El hito sitúa a Brasil dentro de un reducido grupo de naciones con capacidad para fabricar aeronaves de combate avanzadas, en el marco de una colaboración estratégica entre Embraer, Saab y la Fuerza Aérea Brasileña (FAB). Entre las autoridades presentes se encontraban el presidente Luiz Inácio Lula da Silva, el ministro de Defensa, José Múcio Monteiro Filho, y el comandante de la FAB, teniente brigadier Marcelo Kanitz Damasceno, junto a directivos de las empresas participantes.
El Gripen E presentado ha sido fabricado en las instalaciones de Embraer en Gavião Peixoto, mediante una cadena de suministro que combina capacidades locales e internacionales. Entre ellas, destacan las aeroestructuras producidas en la planta de Saab en São Bernardo do Campo.
Este modelo de producción se aplicará también a otras 14 aeronaves contempladas en el contrato actual con la Fuerza Aérea Brasileña. Antes de su entrega definitiva, el avión deberá superar una fase de ensayos funcionales y vuelos de prueba de producción.
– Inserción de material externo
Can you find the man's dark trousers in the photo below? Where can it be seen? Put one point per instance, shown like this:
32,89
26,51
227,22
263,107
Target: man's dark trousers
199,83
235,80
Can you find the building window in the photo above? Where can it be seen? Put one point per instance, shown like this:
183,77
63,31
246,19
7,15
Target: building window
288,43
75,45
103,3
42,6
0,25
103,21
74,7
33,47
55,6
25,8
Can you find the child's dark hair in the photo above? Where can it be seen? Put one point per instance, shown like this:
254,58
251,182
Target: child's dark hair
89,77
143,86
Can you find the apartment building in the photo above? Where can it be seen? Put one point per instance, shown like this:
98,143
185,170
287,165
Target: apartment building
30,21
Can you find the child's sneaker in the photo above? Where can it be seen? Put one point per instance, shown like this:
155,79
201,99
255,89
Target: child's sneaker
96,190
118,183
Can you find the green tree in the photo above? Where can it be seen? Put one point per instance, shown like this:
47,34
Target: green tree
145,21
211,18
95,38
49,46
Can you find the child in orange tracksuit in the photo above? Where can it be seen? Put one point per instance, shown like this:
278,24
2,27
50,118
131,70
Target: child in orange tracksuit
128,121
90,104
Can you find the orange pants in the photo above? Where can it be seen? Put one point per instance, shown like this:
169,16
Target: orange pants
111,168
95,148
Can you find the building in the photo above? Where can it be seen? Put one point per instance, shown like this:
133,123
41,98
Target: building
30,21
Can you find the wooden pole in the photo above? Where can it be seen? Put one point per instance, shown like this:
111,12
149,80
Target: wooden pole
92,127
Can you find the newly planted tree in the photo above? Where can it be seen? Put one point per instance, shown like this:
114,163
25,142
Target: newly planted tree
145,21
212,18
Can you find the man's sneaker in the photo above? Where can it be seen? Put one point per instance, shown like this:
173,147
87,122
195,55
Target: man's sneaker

Posteriormente, se integrará en el Primer Grupo de Defensa Aérea (1º GDA), con base en Anápolis, donde ya operan diez unidades entregadas previamente.
Un programa con dimensión estratégica
Desde Embraer Defense & Security se ha subrayado el valor del programa como catalizador del desarrollo tecnológico e industrial del país, destacando la capacidad adquirida para producir un caza supersónico de alta tecnología con funciones de superioridad aérea y defensa del territorio.
Por su parte, Saab ha puesto el acento en la cooperación a largo plazo con Brasil, señalando el potencial de esta alianza para reforzar la base industrial del país y su posicionamiento como plataforma de exportación en el ámbito de la defensa.
El Gripen E está concebido como un caza de última generación orientado a misiones múltiples, entre ellas defensa aérea, reconocimiento y ataque. La aeronave integra aviónica avanzada, sensores y sistemas de misión diseñados para operar en entornos complejos. Su arquitectura centrada en red y sus capacidades de fusión de sensores permiten compartir información en tiempo real dentro de una formación táctica, facilitando la toma de decisiones coordinadas y mejorando la conciencia situacional y la respuesta ante amenazas.
Con este primer aparato producido localmente, Brasil consolida su papel en el programa Gripen y avanza en la construcción de una capacidad industrial propia en el segmento de aviones de combate avanzados.